The main result? 45% of the comparisons exhibit 70% or greater similarity; 19% exhibit 80% or more. The brown bears with diets most similar to those of black bears in North America include those living in the Balkans and Carpathians Mountains, which are typified by extensive beech forests.
My main point? Deciduous forests are not intrinsically hostile environments for brown (or grizzly) bears. This species does just fine in these kinds of habitats. But, apparently, only in the absence of better-adapted black bears. Hence the likelihood that competition from black bears contributed to keeping grizzlies out of the mid-latitudes of eastern North America, but probably in concert with the effects of people and the bottleneck introduced by conditions on the Great Plains (see the Holocene and the Human factor).
My final entry on this page pertains to yet another piece of evidence suggesting that American black bears can be strongly competitive with brown bears under the right set of circumstances.
It turns out that there is an interesting anomaly when it comes to the distributions of black and brown bears along the Pacific coast of Alaska and British Columbia. Some islands only support brown bears. Other islands only support black bears. And in most cases these islands are within swimming distance of one species or the other. Meaning, that it is not the physical inability to reach an island that keeps a species at bay, but rather something else. That something else is likely competition from the already-established species, whether brown or black bear.
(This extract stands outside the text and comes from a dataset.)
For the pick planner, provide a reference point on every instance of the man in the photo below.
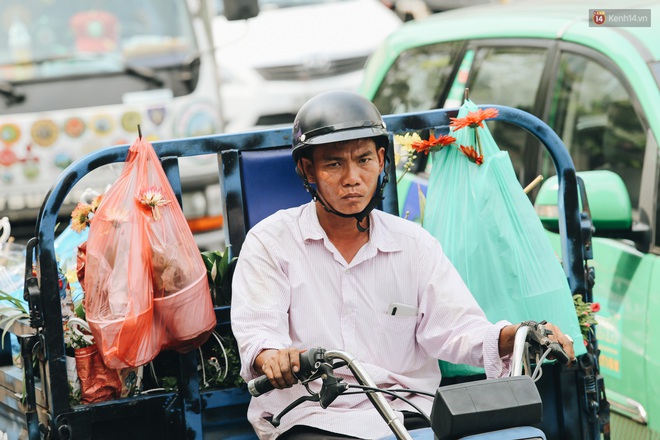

This stasis is probably driven mostly by competition. But some features of dispersal probably contribute to excluding one species or the other. Most long-distance dispersers tend to be younger males. These bears tend to be smaller. In the case of an adolescent male brown bear showing up on a black bear-dominated island, the reception committee will likely be comprised of at least some adult black bears, which tend to be particularly large on these food-rich islands. At some point coming from an aggressive breed doesn't make up for being small. This has been amply demonstrated by observations of conflict between large black bears and small grizzlies at concentrated food sources. The large black bears typically win. All in all, this adds up to further evidence that once black bears are established in rich habitat, they can exclude colonizing grizzlies.